Apesar das ressalvas do neurótico Luis, poucos autores foram tão bem tratados pelo cinema como Graciliano Ramos, conforme atesta a caixa lançada pelo Instituto Moreira Salles com três filmes adaptados de suas obras – Vidas Secas, Memórias do Cárcere e São Bernardo. As duas primeiras por Nelson Pereira dos Santos, a última, por Leon Hirszman – Nelson, por sinal, participa de um debate com Miúcha na sexta-feira, na Flip, no qual vai falar sobre suas adaptações.

Em primeiro lugar, deve-se ressaltar a qualidade das cópias, feitas a partir de matrizes recuperadas das obras originais. Além desse item fundamental, há que destacar o capricho da edição, com cada um dos discos acompanhado de folheto contendo análise e depoimentos sobre os filmes.

É compreensível que Graciliano Ramos tenha exercido fascínio sobre uma geração de cineastas ainda bastante influenciada pela literatura brasileira. Sua pegada social, o ponto de vista de esquerda e, acima de tudo, o estilo, pareciam bastante atraentes como pontos de partida para um cinema que se desejava inovador, ousado e também comprometido com a história do País.

O estilo, em especial, representava um desafio. Graciliano é exemplo acabado de concisão, despojamento e precisão. Para Otto Maria Carpeaux, Graciliano “é muito meticuloso. Quer eliminar tudo o que não é essencial: as descrições pitorescas, o lugar-comum das frases feitas, a eloquência tendenciosa. Seria capaz de eliminar os seus romances inéditos, eliminar o próprio mundo”.

A questão, portanto, ao adaptar Graciliano, não seria apegar-se à letra dos textos, impossível na transposição de um meio a outro. Fundamental é não trair-lhe o espírito, inscrito no estilo e que expressa sua visão de mundo.

Desse modo, Nelson Pereira enfrentaria Vidas Secas com felicidade particular. Ele mesmo diz que o livro mais parece roteiro de cinema que romance. Rico em imagens, o livro não oferece dificuldades maiores ao cineasta, uma vez que a saga da família de retirantes é vista de fora, em terceira pessoa, do “ponto de vista da câmera”.

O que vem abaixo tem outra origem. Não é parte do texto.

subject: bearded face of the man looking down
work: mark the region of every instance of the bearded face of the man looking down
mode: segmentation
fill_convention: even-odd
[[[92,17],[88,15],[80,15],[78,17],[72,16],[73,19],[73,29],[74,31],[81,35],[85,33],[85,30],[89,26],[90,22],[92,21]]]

O registro fotográfico, sim, era complicado. A solução foi obter uma fotografia crua, sem filtros, captando a agressividade da luz do sertão. Havia quem temesse pela revelação dos negativos. A trilha sonora se resumia ao gemido das rodas de carros de bois, terrível, angustiante, triste. Sem retórica ou demagogia, o filme Vidas Secas expressava, naquele 1963, o disparate social brasileiro. Esse mesmo que obrigava famílias como as de Sinhá Vitória (Maria Ribeiro), Fabiano (Átila Iório), dois meninos, mais um papagaio e uma cadela, a se embrenharem na caatinga em busca de uma cidade salvadora. Há um tom quase bíblico nessa caminhada, o que não esconde a pegada social bem definida.

São Bernardo, de 1972, sela o encontro entre o rigor de Graciliano Ramos e a precisão de Leon Hirszman. É dos filmes mais minuciosos do cinema brasileiro sem, por isso, perder em frescor e espontaneidade. Othon Bastos, que interpreta o árido fazendeiro Paulo Honório, conta que alguns planos levavam horas para serem filmados. A trilha, ousadíssima, é de Caetano Veloso. Conforme Caetano escreve em Verdade Tropical (Companhia das Letras, 1997), inspira-se no ranger dos carros de bois de Vidas Secas. Usa, como células sonoras, algo parecido aos “grunhidos” (sic) da sua gravação de Asa Branca, feita no exílio em Londres. A trilha expressa essa dor, que era a do Brasil da ditadura, do exílio interno do País.

Já Memórias do Cárcere, de 1984, apanha o Brasil em outra época, às vésperas da redemocratização. É obra que antecipa o fechamento de um ciclo de triste memória. Carlos Vereza, iluminado, encarna o escritor em sua passagem pelos porões da ditadura de Getúlio Vargas nessa história de sofrimento mas também de celebração. Sobrevivente dos desmandos, é o escritor que tem a palavra final. Como ele mesmo diz, ao ser libertado da prisão na Ilha Grande: “Vocês me forneceram excelente material para um livro”. Esse épico, de longa duração (197 minutos) é pontuado pelo olhar firme de Vereza/Graciliano e uma trilha grandiloquente (ao contrário das minimalistas de Vidas Secas e São Bernardo) dominada pela Grande Fantasia Triunfal para o Hino Nacional Brasileiro, de Gottschalk. O momento de abertura era propício para a livre expressão patriótica.